For a start, he’s open and honest about mental health, without ever (that I’ve seen) using it as an excuse for missteps. He’s as authentic to himself as he can be, and that’s hard for people even without the added stigma of having mental health problems.
Most of all though, he’s as interested in everything. Literally. Everything.
The man seems to be into everything that I am. From language and arts, to general knowledge, magic. The works.
Mostly though, he’s intelligent, witty and talks. And honestly, since watching a lot of the things he’s done, I think this sums it up the best.
My language (as the sum of my discourses, as linguistic strata that betray my history, as geology or archaeology betrays history) is my language and it is a piece of who I am, perhaps even the defining piece.
Language as geekery
One of the major elements I think many people have talked to me about when I discuss my love of language and what makes it so important to me, is a whole part of who I am too. Odd as it sounds, I’ve got this ‘corpus’ – my specific language, including the definitions and associations tied to them that makes me…well…me. You have one too, dear reader. No really.
And this is the fun bit. You can create whole characters out of it, from that next gaming character, that next novel build, the next comparing of notes about the series we enjoy. The information that we pull from our reading, or viewing…all of it. Language – our understanding of all of it – shapes it all, always. And that’s why, at the core of fandom, language is key.
WHY language is geekery, and why Stephen Fry is the reason I think of it
Language is important – we use it for everything. From telling people the best of news, to the worst. And, everything and all things in between. It’s literally what people know of us too – if you get the chance to hear someone talk, you make a decision about them.
We do many things that let people know who we are – but our language delineates quicker than anything else. And it’s important for our media – from the arguments of dumbing down language, to creating languages like The Expanse (Belter language is a patois of a mix of things – Belter Creole or Belta is explained best here). The examples are myriad. J.R.R Tolkien invented languages for his books.
What that means for These Our Fandoms
Linguistics is – as my writing partner knows – one of the most important things in my life. Beyond my family and immediate friends, my religious leanings and language are the cores of my being. The reason for that is a bit more complex than even I’ve grown to understand lately. I talk a little bit about it on my mental blog, but linguistics isn’t just an element of my mental health – it’s an element of my very being. My first thought every day is the last word I learned the night before – and then, how I teach it to my family and friends. I’ve got this whole pattern of learning that teaches me a new thing, just by considering it in terms of language – because, at it’s core, everything – maths, music, communication of all kinds – is language. Behaviour is language. I understand things better when I consider them in terms of language and it makes me happier to consider it that way, in some ways.

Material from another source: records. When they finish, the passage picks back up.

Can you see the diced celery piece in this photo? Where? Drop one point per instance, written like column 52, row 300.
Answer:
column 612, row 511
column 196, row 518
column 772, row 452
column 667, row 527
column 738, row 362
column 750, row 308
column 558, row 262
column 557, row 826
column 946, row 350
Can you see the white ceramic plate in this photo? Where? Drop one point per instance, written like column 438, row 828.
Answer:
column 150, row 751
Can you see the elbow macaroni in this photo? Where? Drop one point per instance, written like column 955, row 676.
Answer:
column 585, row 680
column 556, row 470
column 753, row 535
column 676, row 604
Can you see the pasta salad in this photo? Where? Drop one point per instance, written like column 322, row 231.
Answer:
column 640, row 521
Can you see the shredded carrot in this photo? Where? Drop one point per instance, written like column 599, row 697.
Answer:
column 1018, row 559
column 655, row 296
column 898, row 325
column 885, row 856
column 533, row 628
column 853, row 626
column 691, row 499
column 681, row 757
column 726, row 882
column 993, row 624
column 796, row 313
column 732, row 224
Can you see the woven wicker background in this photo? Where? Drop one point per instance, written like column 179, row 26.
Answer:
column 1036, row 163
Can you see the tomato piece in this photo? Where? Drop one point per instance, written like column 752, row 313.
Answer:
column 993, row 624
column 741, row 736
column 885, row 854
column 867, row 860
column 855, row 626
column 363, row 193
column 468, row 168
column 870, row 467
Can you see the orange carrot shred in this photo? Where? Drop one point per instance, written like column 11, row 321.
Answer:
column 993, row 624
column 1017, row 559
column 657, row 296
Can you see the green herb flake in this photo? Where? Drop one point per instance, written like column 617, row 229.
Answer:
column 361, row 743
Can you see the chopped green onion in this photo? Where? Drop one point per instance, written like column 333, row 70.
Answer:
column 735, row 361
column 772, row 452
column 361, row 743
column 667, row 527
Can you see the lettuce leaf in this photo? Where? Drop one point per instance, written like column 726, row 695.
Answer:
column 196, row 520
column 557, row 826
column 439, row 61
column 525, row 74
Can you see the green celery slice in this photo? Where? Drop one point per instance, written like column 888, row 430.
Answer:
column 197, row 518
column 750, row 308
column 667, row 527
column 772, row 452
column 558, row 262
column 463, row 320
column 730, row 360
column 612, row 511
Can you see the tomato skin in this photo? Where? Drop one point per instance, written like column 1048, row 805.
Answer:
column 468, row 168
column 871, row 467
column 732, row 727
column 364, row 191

Silly as it seems, language is important to me. So, when I settle, I’ll be talking a little more, just a bit, about language, and the language choices – maybe in books, maybe in the shows. And later in the month, about the fact that we’ve had F-Bombs in a universe that, traditionally, didn’t have them (P is for Picard).
So…that’s why today is about Fry. Because one of the first things I learned from Stephen Fry was that language wasn’t just the mechanics of interaction – it was the poetry, and the joy, and the freedom too.
Thank you Mr Fry. For the continued gift of being good with language, and showing there’s no harm in it to boot.